Common goods: substantial and processual prospectives

Abstract

The distinction between public property and private property, although resulting from art. 42 of the Italian Constitution, no longer seems to adapt to modern social consciousness and the emerging axiological legal framework. The logic of belonging and exclusivity is perceived by many as incompatible with the need to ensure widespread access to instrumental entities with respect to the free development of the person: common goods. The challenges of modernity - first and foremost, the fight against inequalities and the protection of the environment and ecosystems - lead to the question whether, by overcoming the binomial between what is public and what is private, it is not possible to take a third to recognize some assets (material or intangible, natural or human) as accessible to all, with a view to fullyrecognizing each individual of his or her personae status. The objective of this contribution is to verify what is the space, in the light of positive law, for the recognition of the category of common goods, both from a substantive perspective and from a procedural point of view.

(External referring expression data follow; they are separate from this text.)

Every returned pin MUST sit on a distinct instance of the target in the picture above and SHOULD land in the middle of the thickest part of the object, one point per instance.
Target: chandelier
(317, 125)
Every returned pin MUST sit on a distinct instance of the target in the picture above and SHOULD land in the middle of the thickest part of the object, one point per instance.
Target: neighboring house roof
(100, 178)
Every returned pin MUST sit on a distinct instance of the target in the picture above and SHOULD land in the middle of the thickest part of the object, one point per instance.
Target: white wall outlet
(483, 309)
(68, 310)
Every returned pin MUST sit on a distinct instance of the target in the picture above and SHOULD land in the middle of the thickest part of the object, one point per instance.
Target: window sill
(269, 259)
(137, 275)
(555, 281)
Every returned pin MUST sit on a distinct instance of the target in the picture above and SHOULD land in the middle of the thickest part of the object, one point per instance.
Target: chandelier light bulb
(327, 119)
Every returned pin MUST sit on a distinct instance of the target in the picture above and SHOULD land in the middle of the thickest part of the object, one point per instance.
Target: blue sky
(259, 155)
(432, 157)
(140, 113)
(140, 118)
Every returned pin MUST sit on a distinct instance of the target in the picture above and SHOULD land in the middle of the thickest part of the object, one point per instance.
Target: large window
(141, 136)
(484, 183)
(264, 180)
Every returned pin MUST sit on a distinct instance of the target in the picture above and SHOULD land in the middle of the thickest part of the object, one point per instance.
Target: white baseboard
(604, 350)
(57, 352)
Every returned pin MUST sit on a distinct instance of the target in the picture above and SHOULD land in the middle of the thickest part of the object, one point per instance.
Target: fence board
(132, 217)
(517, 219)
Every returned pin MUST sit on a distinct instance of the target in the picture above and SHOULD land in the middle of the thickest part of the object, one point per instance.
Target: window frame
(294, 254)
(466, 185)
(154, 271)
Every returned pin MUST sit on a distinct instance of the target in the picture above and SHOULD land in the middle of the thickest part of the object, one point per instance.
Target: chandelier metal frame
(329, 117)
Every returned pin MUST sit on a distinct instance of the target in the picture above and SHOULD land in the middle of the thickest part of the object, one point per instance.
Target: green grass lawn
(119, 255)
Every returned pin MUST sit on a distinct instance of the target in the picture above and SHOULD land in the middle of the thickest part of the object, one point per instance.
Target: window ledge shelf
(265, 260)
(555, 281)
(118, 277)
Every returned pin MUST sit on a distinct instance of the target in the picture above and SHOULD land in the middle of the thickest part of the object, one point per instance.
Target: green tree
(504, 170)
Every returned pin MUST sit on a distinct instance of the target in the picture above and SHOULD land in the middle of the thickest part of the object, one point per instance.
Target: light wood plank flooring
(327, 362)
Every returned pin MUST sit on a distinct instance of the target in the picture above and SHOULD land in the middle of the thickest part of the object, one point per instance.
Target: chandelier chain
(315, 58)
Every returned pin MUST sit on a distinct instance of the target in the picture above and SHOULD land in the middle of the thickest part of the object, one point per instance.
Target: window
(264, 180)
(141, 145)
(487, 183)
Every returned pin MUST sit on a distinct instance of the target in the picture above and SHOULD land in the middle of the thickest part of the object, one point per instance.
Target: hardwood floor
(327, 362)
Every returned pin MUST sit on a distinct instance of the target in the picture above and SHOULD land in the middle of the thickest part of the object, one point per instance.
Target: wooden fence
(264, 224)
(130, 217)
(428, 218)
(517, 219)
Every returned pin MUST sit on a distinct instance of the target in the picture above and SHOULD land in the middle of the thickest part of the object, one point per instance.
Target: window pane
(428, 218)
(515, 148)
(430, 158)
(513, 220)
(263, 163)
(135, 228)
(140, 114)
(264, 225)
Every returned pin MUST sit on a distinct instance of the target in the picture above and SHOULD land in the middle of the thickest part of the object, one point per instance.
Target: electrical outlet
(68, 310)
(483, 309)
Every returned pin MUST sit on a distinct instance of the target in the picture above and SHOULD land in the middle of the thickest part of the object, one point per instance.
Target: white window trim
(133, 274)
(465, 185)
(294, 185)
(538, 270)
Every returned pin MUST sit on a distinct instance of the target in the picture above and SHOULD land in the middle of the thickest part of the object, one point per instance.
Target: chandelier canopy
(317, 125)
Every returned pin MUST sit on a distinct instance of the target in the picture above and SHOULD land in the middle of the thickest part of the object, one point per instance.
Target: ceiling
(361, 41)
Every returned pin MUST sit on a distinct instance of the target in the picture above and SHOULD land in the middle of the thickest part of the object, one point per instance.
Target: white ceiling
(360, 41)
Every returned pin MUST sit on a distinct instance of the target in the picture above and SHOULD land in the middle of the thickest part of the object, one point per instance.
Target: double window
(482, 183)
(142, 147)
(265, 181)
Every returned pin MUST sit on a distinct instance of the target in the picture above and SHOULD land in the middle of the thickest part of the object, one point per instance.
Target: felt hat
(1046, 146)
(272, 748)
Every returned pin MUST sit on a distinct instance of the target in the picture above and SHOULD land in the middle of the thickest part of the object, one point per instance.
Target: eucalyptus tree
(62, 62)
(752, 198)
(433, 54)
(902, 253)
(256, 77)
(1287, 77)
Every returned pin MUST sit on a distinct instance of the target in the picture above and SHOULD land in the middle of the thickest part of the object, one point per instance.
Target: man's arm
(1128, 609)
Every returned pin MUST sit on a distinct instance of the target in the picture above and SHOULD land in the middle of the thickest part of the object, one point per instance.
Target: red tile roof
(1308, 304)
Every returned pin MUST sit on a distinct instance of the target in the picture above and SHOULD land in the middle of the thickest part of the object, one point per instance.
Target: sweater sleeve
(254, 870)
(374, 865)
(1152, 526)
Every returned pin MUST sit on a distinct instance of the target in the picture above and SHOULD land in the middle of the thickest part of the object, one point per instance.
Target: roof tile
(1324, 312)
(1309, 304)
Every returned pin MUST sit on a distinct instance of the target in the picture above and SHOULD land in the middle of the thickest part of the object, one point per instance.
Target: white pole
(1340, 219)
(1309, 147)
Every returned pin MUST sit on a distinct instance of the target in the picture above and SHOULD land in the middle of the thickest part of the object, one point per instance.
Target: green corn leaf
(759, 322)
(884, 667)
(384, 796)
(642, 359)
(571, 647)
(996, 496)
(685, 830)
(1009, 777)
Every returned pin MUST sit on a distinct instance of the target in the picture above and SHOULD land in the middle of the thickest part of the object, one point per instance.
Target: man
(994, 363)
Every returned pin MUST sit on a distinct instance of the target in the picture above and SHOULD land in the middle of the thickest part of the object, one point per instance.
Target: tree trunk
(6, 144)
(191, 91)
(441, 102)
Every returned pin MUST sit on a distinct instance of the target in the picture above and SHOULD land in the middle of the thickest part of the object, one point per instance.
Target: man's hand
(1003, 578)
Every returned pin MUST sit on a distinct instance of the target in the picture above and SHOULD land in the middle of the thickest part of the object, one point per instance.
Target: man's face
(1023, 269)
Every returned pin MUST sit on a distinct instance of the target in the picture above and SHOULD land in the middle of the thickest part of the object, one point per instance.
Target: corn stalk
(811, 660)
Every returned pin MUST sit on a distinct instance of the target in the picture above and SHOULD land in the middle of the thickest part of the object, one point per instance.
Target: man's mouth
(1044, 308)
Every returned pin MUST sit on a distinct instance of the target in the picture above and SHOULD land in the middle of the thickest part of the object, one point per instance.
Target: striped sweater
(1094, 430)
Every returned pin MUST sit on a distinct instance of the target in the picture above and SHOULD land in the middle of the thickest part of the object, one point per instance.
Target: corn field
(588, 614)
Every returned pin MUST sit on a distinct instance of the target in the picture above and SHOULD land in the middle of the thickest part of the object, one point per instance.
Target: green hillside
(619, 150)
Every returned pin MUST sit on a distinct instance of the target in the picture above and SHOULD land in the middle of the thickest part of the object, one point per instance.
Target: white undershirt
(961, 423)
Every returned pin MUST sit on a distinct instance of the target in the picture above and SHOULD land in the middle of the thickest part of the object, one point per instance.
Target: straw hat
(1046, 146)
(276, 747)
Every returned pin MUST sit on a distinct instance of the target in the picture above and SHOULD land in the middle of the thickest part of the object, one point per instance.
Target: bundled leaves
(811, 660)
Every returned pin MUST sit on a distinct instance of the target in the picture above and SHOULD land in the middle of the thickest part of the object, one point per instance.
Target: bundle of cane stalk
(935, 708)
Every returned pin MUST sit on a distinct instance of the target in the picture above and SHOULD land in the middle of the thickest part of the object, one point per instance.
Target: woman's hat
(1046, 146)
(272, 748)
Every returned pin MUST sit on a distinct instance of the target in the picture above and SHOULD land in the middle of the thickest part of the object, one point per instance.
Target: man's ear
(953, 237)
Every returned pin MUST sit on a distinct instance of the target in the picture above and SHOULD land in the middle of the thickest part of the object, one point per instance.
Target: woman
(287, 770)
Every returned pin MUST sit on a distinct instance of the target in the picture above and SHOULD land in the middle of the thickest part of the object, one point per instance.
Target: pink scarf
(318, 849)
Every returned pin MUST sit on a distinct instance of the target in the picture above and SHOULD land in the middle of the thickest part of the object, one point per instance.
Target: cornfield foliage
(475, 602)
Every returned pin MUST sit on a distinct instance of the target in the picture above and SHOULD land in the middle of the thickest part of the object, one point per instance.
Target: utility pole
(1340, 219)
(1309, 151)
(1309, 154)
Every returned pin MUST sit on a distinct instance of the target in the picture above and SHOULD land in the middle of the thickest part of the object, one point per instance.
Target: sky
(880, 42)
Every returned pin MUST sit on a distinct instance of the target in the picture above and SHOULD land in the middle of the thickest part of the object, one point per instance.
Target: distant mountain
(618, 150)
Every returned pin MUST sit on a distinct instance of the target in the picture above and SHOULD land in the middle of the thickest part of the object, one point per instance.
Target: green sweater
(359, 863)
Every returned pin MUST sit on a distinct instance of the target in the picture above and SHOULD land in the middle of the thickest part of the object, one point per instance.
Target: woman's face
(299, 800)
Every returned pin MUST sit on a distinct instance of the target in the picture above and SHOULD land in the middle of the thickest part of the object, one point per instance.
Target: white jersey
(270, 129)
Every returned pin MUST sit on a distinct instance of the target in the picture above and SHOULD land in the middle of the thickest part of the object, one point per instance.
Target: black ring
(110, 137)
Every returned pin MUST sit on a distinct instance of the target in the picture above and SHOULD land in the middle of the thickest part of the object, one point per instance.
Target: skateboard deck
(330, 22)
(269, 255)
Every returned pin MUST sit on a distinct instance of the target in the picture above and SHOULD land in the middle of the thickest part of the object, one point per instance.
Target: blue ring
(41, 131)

In particular, we will question the possibility of qualifying the res communes omnium as goods in the juridical sense, as well as the configurability, with respect to what should be common, of legal situations for the single uti civis. The substantive perspective, however, could not be complete without an examination of the possible guarantees offered by the legal system on the procedural side: we will therefore ask ourselves what possibilities the person has, individually or even through exponential bodies, to activate the process, especially to the light of the peculiar physiognomy assumed by conditions of the action in the administrative process.